A small band of robed Ku Klux Klansmen, outnumbered two to one by newspaper and television reporters from as far away as New York City, preached bigotry, danced around a burning cross and dispersed without incident Saturday night, laying to rest fears that Frederick County's first KKK rally would lead to violence.
"It was very calm and we made no arrests," said Maryland State Police Lt. Grover Sensabaugh, who deployed more than 65 state troopers and county sheriffs around the sloping six-acre field behind the Braddock Heights firehouse in the heart of this ridgetop town. "I'd been predicting it the way it came out. If it hadn't I'd have been crucified."
The rally, which had been opposed by the 1,500 residents of this old resort community as well as people in Frederick four miles to the east, drew about 200 people, according to police.
Those who weren't Klan sympathizers, curiosity-seekers or undercover agents, were media representatives who descended on the predominantly young audience for interviews.
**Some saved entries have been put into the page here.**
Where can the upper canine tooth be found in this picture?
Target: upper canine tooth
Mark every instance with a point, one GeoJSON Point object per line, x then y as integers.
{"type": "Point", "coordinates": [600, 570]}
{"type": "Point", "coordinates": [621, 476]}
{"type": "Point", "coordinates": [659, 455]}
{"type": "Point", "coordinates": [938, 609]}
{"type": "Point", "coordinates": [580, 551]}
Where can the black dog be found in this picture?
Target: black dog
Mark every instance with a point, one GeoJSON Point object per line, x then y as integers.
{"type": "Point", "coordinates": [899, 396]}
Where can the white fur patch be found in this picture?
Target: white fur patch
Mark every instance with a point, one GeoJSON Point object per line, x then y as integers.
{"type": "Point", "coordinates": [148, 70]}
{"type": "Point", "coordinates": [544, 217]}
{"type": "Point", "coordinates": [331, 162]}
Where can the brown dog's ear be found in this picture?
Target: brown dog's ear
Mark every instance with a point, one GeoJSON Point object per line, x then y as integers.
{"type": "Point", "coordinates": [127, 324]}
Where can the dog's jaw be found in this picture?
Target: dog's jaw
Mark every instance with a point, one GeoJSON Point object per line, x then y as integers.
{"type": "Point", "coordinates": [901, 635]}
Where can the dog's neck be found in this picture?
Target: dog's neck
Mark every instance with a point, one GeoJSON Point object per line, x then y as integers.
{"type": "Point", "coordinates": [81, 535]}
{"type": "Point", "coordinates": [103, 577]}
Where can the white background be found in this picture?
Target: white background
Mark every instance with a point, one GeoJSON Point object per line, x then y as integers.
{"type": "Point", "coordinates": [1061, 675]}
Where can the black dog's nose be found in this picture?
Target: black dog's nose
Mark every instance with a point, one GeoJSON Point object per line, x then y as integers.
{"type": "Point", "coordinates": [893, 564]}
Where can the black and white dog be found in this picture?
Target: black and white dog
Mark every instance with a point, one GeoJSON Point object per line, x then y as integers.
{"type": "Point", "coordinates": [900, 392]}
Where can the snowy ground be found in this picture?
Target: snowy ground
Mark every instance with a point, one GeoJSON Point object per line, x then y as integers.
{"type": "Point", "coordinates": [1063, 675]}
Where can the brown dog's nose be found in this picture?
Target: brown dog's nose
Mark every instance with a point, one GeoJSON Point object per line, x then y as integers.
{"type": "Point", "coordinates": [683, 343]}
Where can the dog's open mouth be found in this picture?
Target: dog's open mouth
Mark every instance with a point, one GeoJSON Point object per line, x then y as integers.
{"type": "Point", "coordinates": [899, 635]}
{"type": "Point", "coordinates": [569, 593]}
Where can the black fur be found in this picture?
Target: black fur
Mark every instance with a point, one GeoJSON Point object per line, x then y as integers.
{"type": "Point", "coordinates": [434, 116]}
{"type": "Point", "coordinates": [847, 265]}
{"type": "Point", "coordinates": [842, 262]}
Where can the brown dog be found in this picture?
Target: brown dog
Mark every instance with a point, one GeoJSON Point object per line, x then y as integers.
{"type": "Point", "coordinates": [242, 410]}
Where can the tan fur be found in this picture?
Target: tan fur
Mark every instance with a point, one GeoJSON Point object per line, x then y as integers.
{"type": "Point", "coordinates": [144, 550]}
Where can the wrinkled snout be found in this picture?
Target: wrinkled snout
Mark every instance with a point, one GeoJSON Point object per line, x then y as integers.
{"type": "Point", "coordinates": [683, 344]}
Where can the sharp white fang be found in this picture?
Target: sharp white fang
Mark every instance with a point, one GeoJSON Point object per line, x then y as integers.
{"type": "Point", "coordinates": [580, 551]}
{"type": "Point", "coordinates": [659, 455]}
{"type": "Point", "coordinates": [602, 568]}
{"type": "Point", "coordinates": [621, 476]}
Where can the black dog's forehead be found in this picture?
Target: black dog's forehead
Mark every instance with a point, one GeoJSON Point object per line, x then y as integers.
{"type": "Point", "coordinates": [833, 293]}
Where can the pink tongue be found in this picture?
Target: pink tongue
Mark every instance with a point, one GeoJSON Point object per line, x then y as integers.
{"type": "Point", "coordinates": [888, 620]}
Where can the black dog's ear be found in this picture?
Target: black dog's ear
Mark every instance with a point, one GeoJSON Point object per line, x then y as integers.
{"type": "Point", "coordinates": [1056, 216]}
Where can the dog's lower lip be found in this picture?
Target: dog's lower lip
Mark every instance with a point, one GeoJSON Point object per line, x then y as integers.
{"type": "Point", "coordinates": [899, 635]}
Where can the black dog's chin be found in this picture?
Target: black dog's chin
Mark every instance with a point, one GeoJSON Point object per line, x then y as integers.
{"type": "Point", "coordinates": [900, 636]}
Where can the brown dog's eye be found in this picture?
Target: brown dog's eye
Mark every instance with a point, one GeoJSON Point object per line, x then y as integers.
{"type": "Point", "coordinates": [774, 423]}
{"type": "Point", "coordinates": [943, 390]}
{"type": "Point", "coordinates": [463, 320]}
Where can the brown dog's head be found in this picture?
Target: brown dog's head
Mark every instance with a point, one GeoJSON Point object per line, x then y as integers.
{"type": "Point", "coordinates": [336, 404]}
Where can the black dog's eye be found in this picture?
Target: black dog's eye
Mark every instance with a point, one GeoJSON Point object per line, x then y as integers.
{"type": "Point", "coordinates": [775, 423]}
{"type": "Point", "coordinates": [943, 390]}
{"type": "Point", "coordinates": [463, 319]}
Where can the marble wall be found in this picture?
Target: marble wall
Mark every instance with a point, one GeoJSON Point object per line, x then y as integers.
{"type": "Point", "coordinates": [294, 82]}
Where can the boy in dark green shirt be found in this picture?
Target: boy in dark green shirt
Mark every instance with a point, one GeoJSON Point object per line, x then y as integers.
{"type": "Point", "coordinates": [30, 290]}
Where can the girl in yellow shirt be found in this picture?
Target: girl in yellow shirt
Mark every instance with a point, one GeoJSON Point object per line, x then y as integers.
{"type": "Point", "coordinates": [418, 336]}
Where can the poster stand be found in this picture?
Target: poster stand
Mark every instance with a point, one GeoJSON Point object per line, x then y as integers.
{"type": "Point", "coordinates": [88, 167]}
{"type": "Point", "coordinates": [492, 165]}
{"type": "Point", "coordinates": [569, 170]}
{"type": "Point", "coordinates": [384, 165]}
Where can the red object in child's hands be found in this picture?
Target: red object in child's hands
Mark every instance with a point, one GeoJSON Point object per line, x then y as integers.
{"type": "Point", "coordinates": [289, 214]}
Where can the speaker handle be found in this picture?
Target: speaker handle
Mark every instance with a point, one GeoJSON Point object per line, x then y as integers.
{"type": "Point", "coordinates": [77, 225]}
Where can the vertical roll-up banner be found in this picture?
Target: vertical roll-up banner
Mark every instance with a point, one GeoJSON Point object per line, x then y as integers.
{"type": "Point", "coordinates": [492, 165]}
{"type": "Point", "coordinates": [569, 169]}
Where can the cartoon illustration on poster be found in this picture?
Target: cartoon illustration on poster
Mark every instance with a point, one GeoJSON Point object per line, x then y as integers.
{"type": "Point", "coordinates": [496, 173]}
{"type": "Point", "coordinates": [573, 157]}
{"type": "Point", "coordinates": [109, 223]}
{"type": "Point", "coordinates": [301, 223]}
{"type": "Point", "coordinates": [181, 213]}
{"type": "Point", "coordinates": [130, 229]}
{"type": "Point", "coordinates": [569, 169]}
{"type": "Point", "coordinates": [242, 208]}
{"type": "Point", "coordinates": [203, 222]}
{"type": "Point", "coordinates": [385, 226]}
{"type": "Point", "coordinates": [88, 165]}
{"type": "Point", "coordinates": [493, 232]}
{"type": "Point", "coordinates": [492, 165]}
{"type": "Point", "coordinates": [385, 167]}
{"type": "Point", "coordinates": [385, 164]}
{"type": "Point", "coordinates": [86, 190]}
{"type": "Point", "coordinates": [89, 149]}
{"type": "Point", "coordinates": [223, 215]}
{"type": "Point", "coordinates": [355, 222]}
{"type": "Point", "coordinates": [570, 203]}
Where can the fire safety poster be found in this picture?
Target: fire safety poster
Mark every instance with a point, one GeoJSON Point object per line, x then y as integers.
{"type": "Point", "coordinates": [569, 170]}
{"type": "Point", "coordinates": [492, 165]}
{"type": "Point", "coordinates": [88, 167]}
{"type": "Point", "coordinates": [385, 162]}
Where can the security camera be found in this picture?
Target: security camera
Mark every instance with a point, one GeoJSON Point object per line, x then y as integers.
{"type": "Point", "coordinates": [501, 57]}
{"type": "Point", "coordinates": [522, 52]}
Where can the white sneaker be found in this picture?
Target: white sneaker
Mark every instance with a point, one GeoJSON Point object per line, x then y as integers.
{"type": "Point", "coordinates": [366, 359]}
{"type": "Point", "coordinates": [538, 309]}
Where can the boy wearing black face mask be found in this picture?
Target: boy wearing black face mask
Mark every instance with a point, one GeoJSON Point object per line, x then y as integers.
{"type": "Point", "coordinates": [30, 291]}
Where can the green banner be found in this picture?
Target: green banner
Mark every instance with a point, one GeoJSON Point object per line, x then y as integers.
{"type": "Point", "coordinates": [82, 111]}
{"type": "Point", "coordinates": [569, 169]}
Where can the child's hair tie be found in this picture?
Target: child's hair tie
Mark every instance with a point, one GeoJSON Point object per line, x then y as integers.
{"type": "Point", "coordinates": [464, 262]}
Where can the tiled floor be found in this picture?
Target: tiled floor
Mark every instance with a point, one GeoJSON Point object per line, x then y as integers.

Meanwhile, a parade of Klan dragons and wizards at a podium spoke about Communists and blacks, blaming the latter for many modern ills.
State police said they were somewhat mystified why the Klan's "recruiting rally," which was similar in both substance and size to past rallies in nearby Carroll County, spawned such broad coverage, including New York-based television network reporters.
"To come all the way from New York to cover a bunch of Klansmen jumping around a pole . . . I was surprised," said Lt. Sensabaugh.
But concern over the rally, which followed a violent encounter between Klansmen and communists in Greensboro,N.C. last November, had been building since March in both Braddock Heights and Frederick, where many black families stayed inside for the evening.
"We stuck around the house and played cards," said 15-year-old Alfie Scott. "We don't usually do that."
"The police were very conspicuous," said 28-year-old Eddie Cleaver. "I been here all my life. The quiet was eerie."
Bells tolled at 16 acre churches and many ministers led prayer vigils during the three-hour Klan rally. In Braddock Heights a number of families had sent their children away, cordoned off their yards and put up no-trespassing signs.
But at nightfall, many stood in the crowd to watch the spectacle of flames consuming a rag-wrapped, 40-foot-cross. Klansmen, some of whom held hickory ax-handles, chanted "white power."